“There’s no substantial difference,” he said. “He didn’t react how we might expect. It’s as if the activity is muted, unaffected.”
Quinn wasn’t surprised. Harris had never reacted to anything he’d been shown during their interviews, no matter the disturbing nature.
He brought up another programme on his laptop and spoke to Harris again. “Next, I’m going to play you some sounds. You don’t have to react verbally.”
Harris yawned in the scanner. “Got it.”
The sounds, like the images, started off tame and progressively got more disturbing. Screaming babies, gunfire, aggressive shouts, Harris didn’t react to anything. The nurses and Doctor Hart all pulled pained expressions at the more torturous sounds. One of the nurses even put her hands over her ears at a woman screaming in pain.
A few times, Harris rolled his eyes.
“He’s numb to all of it,” Doctor Hart said. “It doesn’t affect him at all. He’s desensitised to the good and the bad.

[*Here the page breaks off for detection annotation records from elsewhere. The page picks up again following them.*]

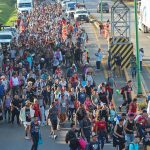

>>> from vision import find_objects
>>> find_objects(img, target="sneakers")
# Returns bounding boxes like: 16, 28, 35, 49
25, 136, 30, 140
54, 135, 57, 140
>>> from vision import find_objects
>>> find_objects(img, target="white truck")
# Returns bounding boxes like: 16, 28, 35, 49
139, 0, 150, 33
16, 0, 33, 13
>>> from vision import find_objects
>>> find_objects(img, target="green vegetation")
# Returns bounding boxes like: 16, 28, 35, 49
0, 0, 17, 25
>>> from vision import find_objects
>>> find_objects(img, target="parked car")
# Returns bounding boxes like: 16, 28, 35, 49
97, 2, 109, 13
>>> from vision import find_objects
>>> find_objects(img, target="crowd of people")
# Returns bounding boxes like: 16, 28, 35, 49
0, 1, 150, 150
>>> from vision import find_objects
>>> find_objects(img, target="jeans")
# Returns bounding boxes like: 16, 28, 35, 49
11, 110, 20, 125
4, 107, 10, 121
98, 131, 105, 149
96, 61, 101, 69
140, 61, 142, 71
70, 147, 80, 150
126, 134, 134, 146
31, 133, 39, 150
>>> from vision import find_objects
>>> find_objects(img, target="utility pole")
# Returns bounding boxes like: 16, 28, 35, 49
100, 0, 103, 23
134, 0, 142, 95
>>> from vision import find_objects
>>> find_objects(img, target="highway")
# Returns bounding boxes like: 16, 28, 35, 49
0, 0, 150, 150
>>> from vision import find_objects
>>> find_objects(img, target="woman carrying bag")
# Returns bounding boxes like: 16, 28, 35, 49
30, 117, 41, 150
113, 119, 125, 150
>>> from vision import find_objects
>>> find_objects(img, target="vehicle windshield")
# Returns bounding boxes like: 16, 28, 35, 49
18, 3, 31, 8
0, 35, 12, 40
76, 11, 88, 14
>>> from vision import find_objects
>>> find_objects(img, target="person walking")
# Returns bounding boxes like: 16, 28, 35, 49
95, 48, 103, 70
130, 55, 137, 79
65, 123, 80, 150
95, 117, 107, 150
30, 117, 40, 150
113, 119, 125, 150
124, 113, 136, 149
48, 102, 58, 140
19, 100, 35, 140
11, 95, 21, 125
139, 48, 144, 71
119, 80, 132, 112
88, 132, 102, 150
80, 114, 92, 143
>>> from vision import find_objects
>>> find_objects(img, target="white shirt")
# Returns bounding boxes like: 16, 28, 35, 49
12, 77, 19, 86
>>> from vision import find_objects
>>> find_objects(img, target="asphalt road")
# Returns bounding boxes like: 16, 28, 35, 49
0, 23, 114, 150
0, 0, 150, 150
85, 0, 150, 61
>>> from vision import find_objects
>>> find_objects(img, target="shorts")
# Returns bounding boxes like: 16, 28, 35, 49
59, 113, 67, 123
51, 120, 57, 130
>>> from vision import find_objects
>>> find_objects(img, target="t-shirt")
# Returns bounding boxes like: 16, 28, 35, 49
89, 141, 100, 150
25, 108, 31, 122
138, 116, 147, 126
31, 122, 40, 134
12, 99, 20, 111
49, 107, 58, 120
96, 120, 106, 130
78, 92, 86, 104
124, 85, 132, 99
80, 119, 91, 137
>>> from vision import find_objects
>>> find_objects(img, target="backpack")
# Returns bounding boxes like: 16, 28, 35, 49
66, 130, 79, 149
120, 87, 125, 95
77, 109, 84, 120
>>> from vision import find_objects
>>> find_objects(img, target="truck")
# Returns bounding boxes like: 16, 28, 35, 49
16, 0, 34, 13
139, 0, 150, 33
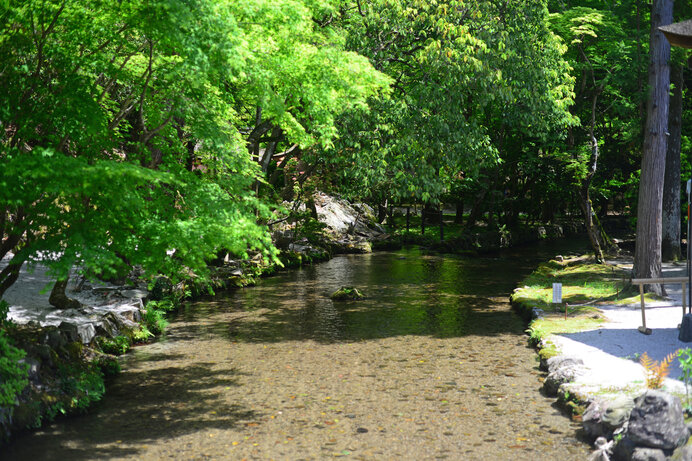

How fascinating…”
Quinn agreed, but he didn’t have time to dwell on any of their findings, not when he was aware Richard was waiting outside in the van on one of the hottest days of the year. He pushed on, completing the word association tasks with Harris. It didn’t take long to finish, and then the scanner whirled again.
Gemma was quick to unstrap Harris, and Cleo cuffed him as soon as his arms were free.
Harris stretched as he sat up and slipped from the bed onto the floor. He blinked at Quinn, and Quinn tensed, expecting him to ask about what he’d seen, but he didn’t.
“Richard’s turn,” he said.
“Richard’s turn.” Quinn agreed.
Richard’s scans didn’t reveal any obvious abnormalities. The frontal lobes lit up, flashing brightly compared to Harris’s, whose brain had only brightened with a flitter.
He, like Harris, didn’t respond to the images, but unlike Harris, Richard gave a running commentary, which gave an insight into his mind. When presented with an image of a woman cowering in the corner, scared, Richard frowned and muttered, “What’s her problem?”
He scoffed at the photograph of a crying man and called him pathetic, and he quirked his eyebrow at bruises and blood. His biggest response came from a picture of a woman’s bruised and battered ankles bound in rope. His brain activity spiked in his Amygdala, indicating an emotional response and he groaned out, “Now we’re talking.”
Doctor Hart shook his head. One of the nurses in the room with Quinn walked out to take a minute in the corridor.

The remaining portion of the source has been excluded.